Bangladesh's imports through FoB arrangement are rising rapidly, implying that overseas procurement is now dominated by local consignees in a paradigm shift in external trade.
But large importers, who have transport facilities under their own command, disagree with the changes in freights in import trade.
Earlier, the proportion of imports through free-on-board (FoB) arrangement was very insignificant, registering around 10 per cent of the total. Now this is almost on a par with the trade under cost and freight (C&F) modality.
In case of the FoB imports, the freight charges are usually paid by the importers on delivery, while in case of C&F, the sellers are charged.
Traders and shipping-insiders say if the import through the FoB line rises, the importers may gain from the fluctuations in international shipping freights.
They said the consignees also get a temporary relief from payment for the freights earlier as under the FoB methods they pay after receiving the cargoes.
But a number of leading importers say that the import trade is still being dominated by the C&F mode of operations.
They argue that there are some big groups with some large vessels who carry their own goods.
Otherwise, there is something "wrong" in the measurements of the F0B and C&F arrangements.
According to central bank statistics, Bangladesh imported through FoB goods equivalent to US$ 17.14 billion in July-October period of this fiscal year. On the other hand, imports settled through C&F were worth $18.52 billion during the period.
And their annual percentage charges were almost same at 28.7 per cent, according to the Bangladesh Bank official data.
Abul Bashar, chairman at BSM Group, a leading conglomerate that imports staples and spices, told the FE that their import trade was still being dominated by sellers, not by buyers.
"I am very much familiar with the import trades, and with the day-to-day developments. That is why I have strong reservations about the data produced by the central bank," the businessman said.
"The changes in the freights will be very minimal and it is hardly possible to maintain equality between FoB and C&F."
However, a number of shipping companies told the FE that they were watching the developments and that seemingly that were working in the interest of the country and the importers.
Sahed Sarwar, executive director at the Tokyo-based K-Line shipping firm, said this is happening in recent years. "I think this is giving a relief to the consignees as they pay later for the goods imported."
On the other hand, Ahmedul Karim Chowdhury, a terminal manager at Pangaon Inland Container Terminal, told the FE that in a plain calculation this sign is good for the country as the traders used to allege that exports being dominated by buyers and imports by the suppliers in a double bind.
"I am not seeing anything wrong." But, some importers hint that there might be something like "hide-and-seek game" to reap benefits out of external trade. "I think there is need to evaluate this type of changes in the trades as some may derive undue benefits," he said.
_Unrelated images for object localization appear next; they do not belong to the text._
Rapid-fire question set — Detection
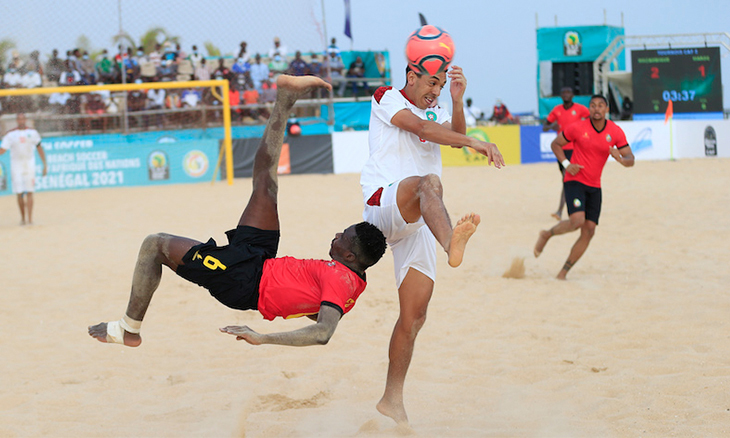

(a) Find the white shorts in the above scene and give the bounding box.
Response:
[363,179,437,288]
[11,163,36,194]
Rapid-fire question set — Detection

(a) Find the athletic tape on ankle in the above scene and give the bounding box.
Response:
[120,315,142,334]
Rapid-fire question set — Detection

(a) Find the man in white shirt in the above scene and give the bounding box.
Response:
[268,36,288,60]
[361,65,504,425]
[0,113,47,225]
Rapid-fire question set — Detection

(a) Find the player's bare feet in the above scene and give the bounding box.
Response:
[276,74,332,99]
[88,322,142,347]
[447,213,480,268]
[551,212,561,221]
[376,397,409,426]
[534,230,551,258]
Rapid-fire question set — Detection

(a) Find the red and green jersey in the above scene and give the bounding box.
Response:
[547,103,589,150]
[563,119,629,188]
[257,256,366,321]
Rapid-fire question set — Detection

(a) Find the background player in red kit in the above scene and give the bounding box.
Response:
[89,75,387,348]
[543,87,589,220]
[534,94,634,279]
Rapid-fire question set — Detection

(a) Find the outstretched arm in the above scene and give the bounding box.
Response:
[391,109,505,168]
[220,304,341,347]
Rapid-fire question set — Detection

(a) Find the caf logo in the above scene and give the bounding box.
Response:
[564,31,582,56]
[148,150,170,180]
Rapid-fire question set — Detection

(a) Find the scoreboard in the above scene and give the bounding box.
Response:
[631,47,722,118]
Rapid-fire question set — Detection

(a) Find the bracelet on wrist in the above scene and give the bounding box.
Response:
[561,159,571,168]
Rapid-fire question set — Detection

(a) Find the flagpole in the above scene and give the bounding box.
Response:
[670,116,674,160]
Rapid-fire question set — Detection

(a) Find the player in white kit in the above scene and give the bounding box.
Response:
[0,113,47,225]
[361,65,504,425]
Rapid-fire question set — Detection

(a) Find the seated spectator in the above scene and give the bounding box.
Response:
[194,58,210,81]
[268,55,288,80]
[188,45,203,68]
[242,81,261,122]
[175,43,187,63]
[3,67,23,88]
[287,51,309,77]
[7,50,24,71]
[309,53,323,77]
[212,58,230,81]
[237,41,250,65]
[59,60,82,86]
[489,99,517,124]
[231,55,251,91]
[26,51,43,77]
[146,79,165,128]
[48,91,72,113]
[181,88,202,107]
[327,37,340,57]
[95,50,117,84]
[80,51,97,84]
[345,56,370,98]
[228,85,242,121]
[249,54,269,92]
[148,44,162,71]
[127,80,147,112]
[260,79,277,104]
[84,92,108,131]
[46,49,65,83]
[21,67,42,89]
[136,46,149,64]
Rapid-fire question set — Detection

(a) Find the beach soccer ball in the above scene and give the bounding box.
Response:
[405,25,455,76]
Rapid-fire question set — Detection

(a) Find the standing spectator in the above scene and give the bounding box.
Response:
[237,41,250,65]
[287,51,309,76]
[188,45,203,68]
[194,58,210,81]
[268,36,287,60]
[46,49,65,83]
[327,37,340,56]
[464,97,483,127]
[80,51,96,84]
[249,54,269,92]
[325,51,346,96]
[345,56,369,97]
[0,113,47,225]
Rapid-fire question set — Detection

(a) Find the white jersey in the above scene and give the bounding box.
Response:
[1,128,42,172]
[360,87,451,201]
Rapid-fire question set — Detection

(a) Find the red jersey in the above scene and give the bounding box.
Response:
[257,256,366,321]
[563,119,628,188]
[547,103,589,150]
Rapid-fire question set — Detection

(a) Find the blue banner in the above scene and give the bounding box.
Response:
[0,135,220,196]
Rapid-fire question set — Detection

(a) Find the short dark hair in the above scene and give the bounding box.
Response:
[352,222,387,269]
[590,94,608,105]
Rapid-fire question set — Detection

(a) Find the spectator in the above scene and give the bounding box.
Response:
[309,52,323,77]
[46,49,65,82]
[8,50,24,71]
[327,37,340,56]
[59,60,82,86]
[268,36,287,60]
[146,78,166,128]
[175,43,187,63]
[489,99,517,124]
[212,57,230,81]
[194,57,210,81]
[21,66,42,89]
[260,79,276,104]
[288,51,308,76]
[80,51,96,84]
[70,48,85,73]
[228,84,241,121]
[95,50,116,84]
[325,51,346,97]
[249,53,269,92]
[268,54,288,80]
[127,80,147,111]
[345,55,369,97]
[620,96,633,120]
[242,81,261,121]
[136,46,149,64]
[188,45,203,68]
[148,43,162,71]
[237,41,250,65]
[231,53,251,91]
[181,88,202,107]
[26,51,43,77]
[3,66,23,88]
[464,97,483,127]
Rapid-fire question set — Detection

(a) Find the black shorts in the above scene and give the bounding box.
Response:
[175,226,280,310]
[557,149,573,173]
[564,181,602,224]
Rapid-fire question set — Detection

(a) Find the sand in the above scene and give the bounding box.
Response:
[1,158,729,437]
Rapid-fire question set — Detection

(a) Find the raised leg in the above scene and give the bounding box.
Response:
[237,75,331,231]
[377,268,433,425]
[557,220,596,280]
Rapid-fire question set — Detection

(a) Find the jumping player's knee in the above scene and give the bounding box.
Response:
[417,174,443,198]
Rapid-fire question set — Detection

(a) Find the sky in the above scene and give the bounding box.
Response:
[2,0,730,114]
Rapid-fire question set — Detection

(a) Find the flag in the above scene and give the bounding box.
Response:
[344,0,352,40]
[664,99,673,124]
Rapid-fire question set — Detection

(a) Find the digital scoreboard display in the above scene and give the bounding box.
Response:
[631,47,723,118]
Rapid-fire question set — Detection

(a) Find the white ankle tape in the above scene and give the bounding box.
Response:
[120,315,142,334]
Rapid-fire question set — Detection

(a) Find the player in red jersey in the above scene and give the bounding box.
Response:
[543,87,589,220]
[534,94,634,279]
[89,75,387,348]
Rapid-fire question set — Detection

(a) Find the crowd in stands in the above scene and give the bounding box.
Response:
[0,36,380,131]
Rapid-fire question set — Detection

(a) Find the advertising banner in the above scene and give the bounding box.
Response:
[442,126,521,167]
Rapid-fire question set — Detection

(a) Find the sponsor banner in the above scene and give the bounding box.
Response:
[520,125,556,164]
[0,137,219,196]
[230,134,333,178]
[332,131,369,174]
[670,119,730,159]
[442,126,521,167]
[615,120,672,161]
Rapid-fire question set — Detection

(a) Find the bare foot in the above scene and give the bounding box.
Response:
[557,271,568,280]
[276,74,332,98]
[376,397,409,426]
[551,212,561,221]
[534,230,551,258]
[88,322,142,347]
[447,213,480,268]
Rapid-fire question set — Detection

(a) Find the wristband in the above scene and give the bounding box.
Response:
[561,159,571,168]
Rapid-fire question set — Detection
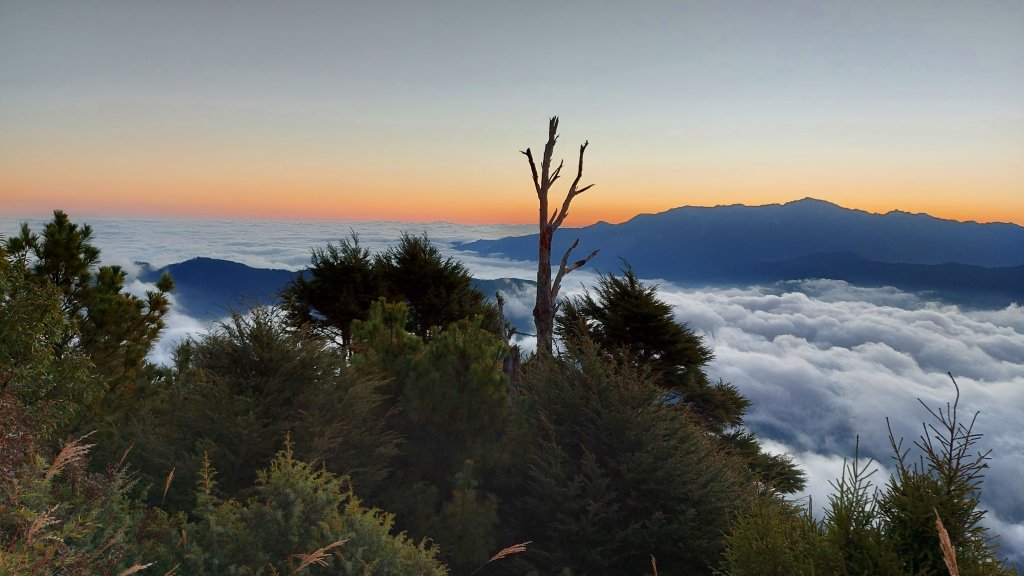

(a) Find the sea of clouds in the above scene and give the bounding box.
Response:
[3,215,1022,565]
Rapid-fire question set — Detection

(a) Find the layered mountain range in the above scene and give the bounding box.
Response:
[140,198,1024,317]
[458,198,1024,307]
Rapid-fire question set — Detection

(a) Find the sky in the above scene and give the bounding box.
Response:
[1,1,1023,225]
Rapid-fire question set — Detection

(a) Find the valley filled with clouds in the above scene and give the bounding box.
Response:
[3,216,1022,563]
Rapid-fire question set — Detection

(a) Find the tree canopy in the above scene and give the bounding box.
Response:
[283,232,494,346]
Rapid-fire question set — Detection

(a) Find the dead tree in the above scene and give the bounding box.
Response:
[522,116,598,356]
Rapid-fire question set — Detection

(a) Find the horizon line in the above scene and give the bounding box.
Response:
[2,196,1022,228]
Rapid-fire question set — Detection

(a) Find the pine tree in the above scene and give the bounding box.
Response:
[511,339,752,575]
[119,307,400,510]
[376,232,492,339]
[3,210,173,429]
[281,232,380,351]
[350,300,509,572]
[0,242,95,434]
[283,232,494,344]
[556,266,805,493]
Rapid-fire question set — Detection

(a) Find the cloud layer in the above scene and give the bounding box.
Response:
[656,280,1024,565]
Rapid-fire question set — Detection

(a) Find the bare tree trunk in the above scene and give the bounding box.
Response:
[522,117,598,357]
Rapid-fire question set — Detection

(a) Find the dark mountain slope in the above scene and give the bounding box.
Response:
[140,257,539,320]
[140,257,300,318]
[454,198,1024,306]
[457,198,1024,276]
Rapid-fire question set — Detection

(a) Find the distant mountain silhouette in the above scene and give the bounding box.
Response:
[139,257,539,320]
[456,198,1024,306]
[137,199,1024,318]
[140,257,300,318]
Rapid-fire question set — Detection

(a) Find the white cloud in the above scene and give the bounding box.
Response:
[655,279,1024,562]
[123,278,213,365]
[0,216,535,272]
[504,277,1024,564]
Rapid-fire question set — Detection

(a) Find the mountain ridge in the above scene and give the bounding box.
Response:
[453,198,1023,307]
[457,197,1024,270]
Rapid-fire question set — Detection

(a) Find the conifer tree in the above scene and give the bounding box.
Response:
[511,339,752,575]
[557,266,805,493]
[720,379,1017,576]
[154,444,447,575]
[4,210,173,428]
[0,242,94,434]
[283,232,493,343]
[281,232,380,350]
[351,299,509,573]
[128,308,399,506]
[376,232,491,339]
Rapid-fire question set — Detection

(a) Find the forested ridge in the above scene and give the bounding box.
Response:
[1,210,1016,576]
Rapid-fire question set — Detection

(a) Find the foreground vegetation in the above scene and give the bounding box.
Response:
[1,211,1016,575]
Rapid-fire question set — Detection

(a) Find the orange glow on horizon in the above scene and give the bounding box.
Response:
[2,151,1022,226]
[3,185,1022,228]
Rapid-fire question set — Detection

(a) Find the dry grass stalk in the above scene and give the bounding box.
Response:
[934,508,959,576]
[25,504,59,544]
[651,554,659,576]
[161,467,175,506]
[290,539,347,572]
[45,433,94,481]
[471,541,532,575]
[163,563,180,575]
[116,442,135,470]
[98,529,125,556]
[117,562,155,575]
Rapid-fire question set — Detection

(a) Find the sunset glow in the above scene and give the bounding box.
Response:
[2,2,1022,226]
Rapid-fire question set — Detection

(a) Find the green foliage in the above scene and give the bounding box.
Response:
[878,380,1013,576]
[283,232,495,345]
[720,382,1017,576]
[351,300,509,573]
[557,265,737,430]
[512,340,753,576]
[167,443,447,576]
[3,210,173,429]
[0,417,152,575]
[720,451,902,576]
[0,248,96,435]
[282,232,381,349]
[120,307,399,509]
[429,460,500,573]
[822,445,903,575]
[376,233,492,339]
[556,266,804,493]
[558,265,711,387]
[720,494,841,576]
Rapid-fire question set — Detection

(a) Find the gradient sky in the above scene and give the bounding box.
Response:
[1,1,1022,225]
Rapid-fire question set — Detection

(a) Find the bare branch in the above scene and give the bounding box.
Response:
[550,159,564,185]
[540,118,559,188]
[552,141,594,229]
[552,250,599,301]
[551,239,598,301]
[521,149,541,196]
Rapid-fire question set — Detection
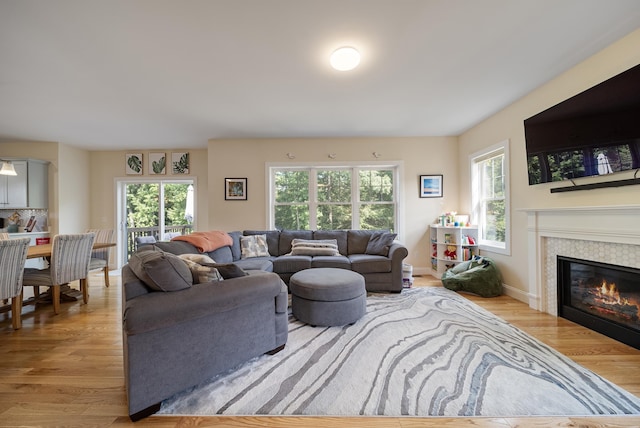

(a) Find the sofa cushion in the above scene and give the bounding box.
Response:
[273,255,312,273]
[310,255,351,269]
[365,232,397,256]
[228,231,243,260]
[207,245,234,263]
[313,230,348,255]
[234,257,274,272]
[290,239,340,256]
[128,250,193,292]
[347,230,378,255]
[278,230,313,256]
[349,254,392,274]
[240,234,270,258]
[152,240,200,255]
[244,230,280,256]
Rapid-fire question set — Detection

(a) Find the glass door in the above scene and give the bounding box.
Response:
[117,179,195,265]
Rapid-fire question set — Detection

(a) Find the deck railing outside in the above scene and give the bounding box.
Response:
[126,225,193,258]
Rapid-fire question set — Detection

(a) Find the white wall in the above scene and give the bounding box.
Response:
[207,137,458,272]
[457,28,640,300]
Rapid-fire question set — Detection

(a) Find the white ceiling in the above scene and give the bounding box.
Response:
[1,0,639,151]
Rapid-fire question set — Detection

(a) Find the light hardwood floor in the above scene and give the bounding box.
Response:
[1,274,639,428]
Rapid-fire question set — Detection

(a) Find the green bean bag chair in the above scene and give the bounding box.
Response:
[441,256,502,297]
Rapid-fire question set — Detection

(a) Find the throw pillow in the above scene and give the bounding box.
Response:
[128,250,193,292]
[365,232,397,256]
[212,263,249,279]
[179,253,217,265]
[178,255,223,284]
[290,239,340,256]
[240,234,270,259]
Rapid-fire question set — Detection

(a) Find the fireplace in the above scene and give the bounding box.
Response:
[557,256,640,349]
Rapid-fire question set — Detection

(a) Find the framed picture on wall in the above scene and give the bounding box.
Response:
[419,174,443,198]
[172,152,190,174]
[149,152,166,175]
[225,178,247,200]
[125,153,143,175]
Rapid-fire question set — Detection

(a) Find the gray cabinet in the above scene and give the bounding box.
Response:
[0,160,48,209]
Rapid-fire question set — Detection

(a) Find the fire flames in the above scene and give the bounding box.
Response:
[592,279,639,322]
[598,280,629,305]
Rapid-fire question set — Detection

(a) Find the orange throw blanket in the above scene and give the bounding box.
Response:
[171,230,233,253]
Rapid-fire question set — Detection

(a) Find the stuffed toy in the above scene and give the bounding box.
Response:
[444,245,457,260]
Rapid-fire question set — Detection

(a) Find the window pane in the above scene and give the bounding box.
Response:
[317,170,350,202]
[126,183,159,227]
[275,170,309,203]
[272,165,398,232]
[275,205,310,230]
[360,170,393,202]
[360,204,394,231]
[163,183,189,227]
[317,204,352,230]
[482,199,505,242]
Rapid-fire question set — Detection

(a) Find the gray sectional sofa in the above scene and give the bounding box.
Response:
[121,255,288,421]
[122,229,407,420]
[148,229,409,292]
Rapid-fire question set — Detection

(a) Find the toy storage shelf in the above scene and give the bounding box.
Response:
[429,225,479,279]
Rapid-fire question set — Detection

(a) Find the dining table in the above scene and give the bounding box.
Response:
[0,242,117,315]
[27,241,116,259]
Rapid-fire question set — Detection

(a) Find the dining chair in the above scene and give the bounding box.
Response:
[0,237,30,329]
[22,233,96,315]
[86,228,115,287]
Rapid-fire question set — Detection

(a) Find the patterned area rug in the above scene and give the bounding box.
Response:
[159,286,640,417]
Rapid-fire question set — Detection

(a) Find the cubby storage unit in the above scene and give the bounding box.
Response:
[429,225,479,278]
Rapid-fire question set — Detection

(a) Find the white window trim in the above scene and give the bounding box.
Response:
[266,161,404,239]
[469,140,511,256]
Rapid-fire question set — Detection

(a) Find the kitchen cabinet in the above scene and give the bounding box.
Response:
[0,160,48,209]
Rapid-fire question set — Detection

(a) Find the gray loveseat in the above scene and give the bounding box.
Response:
[147,229,409,292]
[121,252,288,421]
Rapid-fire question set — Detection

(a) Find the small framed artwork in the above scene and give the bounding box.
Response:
[225,178,247,200]
[172,152,190,174]
[149,152,166,175]
[126,153,143,175]
[419,174,443,198]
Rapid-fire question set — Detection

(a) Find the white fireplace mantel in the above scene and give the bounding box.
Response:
[522,205,640,314]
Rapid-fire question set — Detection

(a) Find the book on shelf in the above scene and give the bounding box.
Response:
[444,233,453,244]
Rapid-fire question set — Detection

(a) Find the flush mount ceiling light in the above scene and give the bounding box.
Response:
[330,46,360,71]
[0,160,17,176]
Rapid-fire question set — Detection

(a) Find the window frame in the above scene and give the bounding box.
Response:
[469,140,510,256]
[267,161,403,235]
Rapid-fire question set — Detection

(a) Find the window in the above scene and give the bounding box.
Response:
[270,164,399,232]
[470,140,510,255]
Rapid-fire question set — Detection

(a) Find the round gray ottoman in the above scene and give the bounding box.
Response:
[289,268,366,327]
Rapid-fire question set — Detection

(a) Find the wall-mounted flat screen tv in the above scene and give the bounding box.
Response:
[524,63,640,185]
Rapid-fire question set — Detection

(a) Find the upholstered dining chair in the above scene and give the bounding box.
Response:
[87,228,115,287]
[22,233,96,315]
[0,237,30,329]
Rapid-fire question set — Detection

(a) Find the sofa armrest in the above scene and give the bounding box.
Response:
[388,242,408,262]
[388,242,409,291]
[123,271,285,336]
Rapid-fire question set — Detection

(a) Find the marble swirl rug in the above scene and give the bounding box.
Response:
[158,286,640,417]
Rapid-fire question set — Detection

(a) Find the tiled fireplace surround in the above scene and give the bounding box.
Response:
[524,205,640,315]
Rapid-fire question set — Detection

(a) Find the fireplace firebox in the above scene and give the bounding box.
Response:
[557,256,640,350]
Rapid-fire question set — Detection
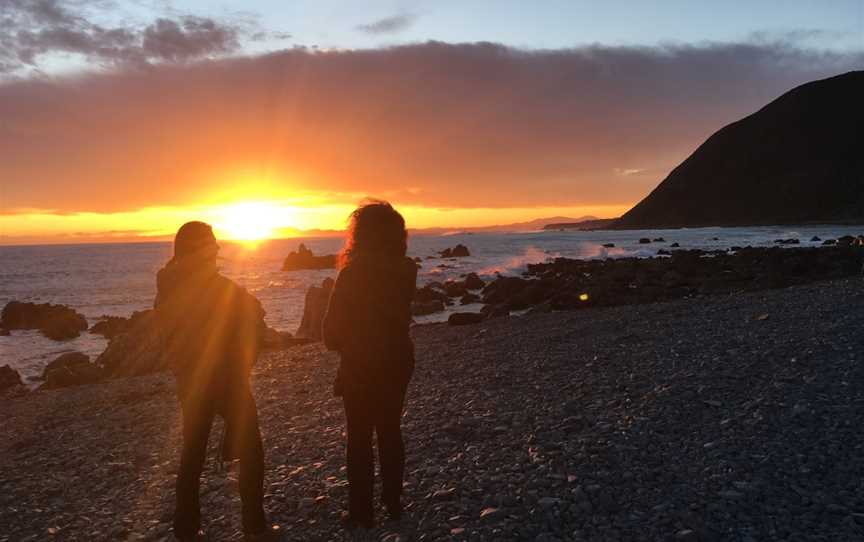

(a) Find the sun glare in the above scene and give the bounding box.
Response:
[213,201,287,243]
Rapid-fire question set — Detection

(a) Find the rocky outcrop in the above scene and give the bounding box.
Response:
[295,278,335,340]
[439,244,470,258]
[617,71,864,228]
[476,245,864,316]
[89,316,134,339]
[282,244,337,271]
[96,310,167,378]
[411,300,446,316]
[0,301,88,340]
[40,352,103,390]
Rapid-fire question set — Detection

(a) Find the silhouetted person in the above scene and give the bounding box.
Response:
[323,201,417,529]
[154,222,281,542]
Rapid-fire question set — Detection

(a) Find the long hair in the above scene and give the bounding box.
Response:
[339,200,407,268]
He, however, wouldn't elaborate on it. He said this is for the National Board of Revenue and the central bank to explore. In case of FoB, by way of controlling the agents involved, the buyer is able to assert pressure for lowering the commercial price. By minimising costs, it allows the importers to obtain tax advantages.
"The FoB also allows consignees to obtain better insurance prices, since you'll be looking for a deal covering a larger part of the logistical transportation," the terminal manager said.